Data cleansing


Administrators and data managers can define rules to cleanse and standardize data in fields. Use a data cleansing dictionary to do things like remove noise characters and words and replace strings with better strings. Add the data cleansing dictionary to a Network expression in a source subscription or a data model field to update specific field values.

Standardize field values

Cleansing fields helps you to improve the values. This can be helpful for matching and to ensure high data quality in general.

Example use cases:

  • Standardize letter case - Make the first character of each word uppercase (for example, cleanse the Kroger company as The Kroger Company).

  • Standardize names - Standardize the spelling or capitalization of names (for example, cleanse L'oreal to L'Oreal or usa to USA).

  • Formatting legal entities - Use the correct format for all entities (for example, cleanse co to Co.)

  • Remove noise characters or noise words - Remove commas, dashes, parentheses, and so on.

  • Add or remove spaces - Example: Add a space between the number and the measurement (for example, 2 mg).

  • Remove values - Blank out placeholder values ("unknown", "not available", and so on) that users submit.

  • Remove special control characters - Replace characters like tab, returns, line feed, and so on.

Data cleansing process

Cleansing field values involves the following steps:

  1. Profile your data to understand where data issues are and understand what cleansing rules are needed to fix these data issues.

  2. Create cleansing rules in a .csv file. This is your data cleansing dictionary.
  3. Upload the .csv file as a lookup table in your Network instance.

  4. Create a NEX rule in your source subscription or in a data model field.

If the NEX function is used on a source subscription, the incoming data is cleansed when the job runs. If the NEX rule is applied to a data model field, then the rule triggers and cleanses the data every time the record is updated (for example, in a source subscription or through a DCR).

Important considerations

When you are creating cleansing rules and defining the NEX rule, consider these key practices:

  • Profile the data and understand the issues so you can define the correct cleansing rules.

  • Test the rules to ensure that they cleanse your data in the right way and do not make any unexpected replacements.

  • Store the cleansed value and the original (raw) value in separate fields so you have a record of the change. This will help you to troubleshoot any unexpected replacements.

Create the data cleansing dictionary

In any spreadsheet application, create a .csv file that contains your data cleansing rules. This is your data cleansing dictionary. Each cleansing rule addresses a specific issue.

Example data cleansing dictionary

This data cleansing dictionary, company_name_dcd, contains rules to standardize a field called Company Name. It has rules for specific company names (for example, L'Oreal and RB Health) but it also has rules to standardize capitalization and legal entities for all company names.

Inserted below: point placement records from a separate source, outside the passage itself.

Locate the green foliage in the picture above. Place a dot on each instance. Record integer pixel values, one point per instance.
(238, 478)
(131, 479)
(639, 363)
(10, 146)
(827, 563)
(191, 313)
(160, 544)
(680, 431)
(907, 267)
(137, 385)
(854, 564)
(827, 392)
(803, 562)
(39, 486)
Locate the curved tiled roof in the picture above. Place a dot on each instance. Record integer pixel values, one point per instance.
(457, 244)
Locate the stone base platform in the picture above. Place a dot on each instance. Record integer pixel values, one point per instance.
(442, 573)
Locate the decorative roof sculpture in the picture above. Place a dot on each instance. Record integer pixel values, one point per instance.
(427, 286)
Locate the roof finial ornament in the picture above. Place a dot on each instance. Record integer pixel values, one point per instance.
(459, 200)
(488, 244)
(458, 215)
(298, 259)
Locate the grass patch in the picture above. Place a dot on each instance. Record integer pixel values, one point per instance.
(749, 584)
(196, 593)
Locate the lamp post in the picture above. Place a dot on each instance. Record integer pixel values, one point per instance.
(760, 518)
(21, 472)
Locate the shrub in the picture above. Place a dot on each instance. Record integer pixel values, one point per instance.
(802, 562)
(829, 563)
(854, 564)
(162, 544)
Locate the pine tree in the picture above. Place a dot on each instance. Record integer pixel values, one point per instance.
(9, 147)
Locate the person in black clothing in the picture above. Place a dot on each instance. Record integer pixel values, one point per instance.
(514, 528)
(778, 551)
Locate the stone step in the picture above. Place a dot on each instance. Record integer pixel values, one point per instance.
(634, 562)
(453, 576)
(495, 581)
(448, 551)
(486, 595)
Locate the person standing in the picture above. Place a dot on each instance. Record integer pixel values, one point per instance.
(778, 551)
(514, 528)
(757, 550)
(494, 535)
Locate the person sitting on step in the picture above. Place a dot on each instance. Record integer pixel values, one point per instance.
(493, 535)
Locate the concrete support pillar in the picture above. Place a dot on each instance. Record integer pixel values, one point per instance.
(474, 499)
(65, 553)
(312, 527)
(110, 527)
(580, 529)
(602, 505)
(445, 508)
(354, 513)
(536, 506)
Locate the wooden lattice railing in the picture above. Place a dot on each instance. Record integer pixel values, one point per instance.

Example data cleansing dictionaries

product_name_dcd.csv

company_name_dcd.csv

Mandatory columns

The file must contain the following columns with a value:

  • string or regex - Each rule must include either a string or a regular expression (regex).

    Only one of these columns can be populated for a rule. If you have a value in both columns, an error occurs.

    • string - Means that the value is interpreted as a string constant.

    • regex - Means that the value is interpreted as a regular expression.

      These two alternative columns are there to make it easier for you if you want to match and replace just on a string. In that case, enter the value into the string column. You do not have to take care of escaping any characters that have a special meaning in regular expressions because everything in that column is treated as a string constant.

      However, if you want to use regular expressions to do some advanced matching and replacing, then enter the expression into the regex column. Everything in this column is treated as a regular expression, meaning that you might have to escape some characters depending on your specific expression and use case.

      Example

      If you specify a dot (.) character in the string column, then this means only every occurrence of a dot is replaced (for example, if you replace (.) with an empty string ("), n.a. is cleansed to na).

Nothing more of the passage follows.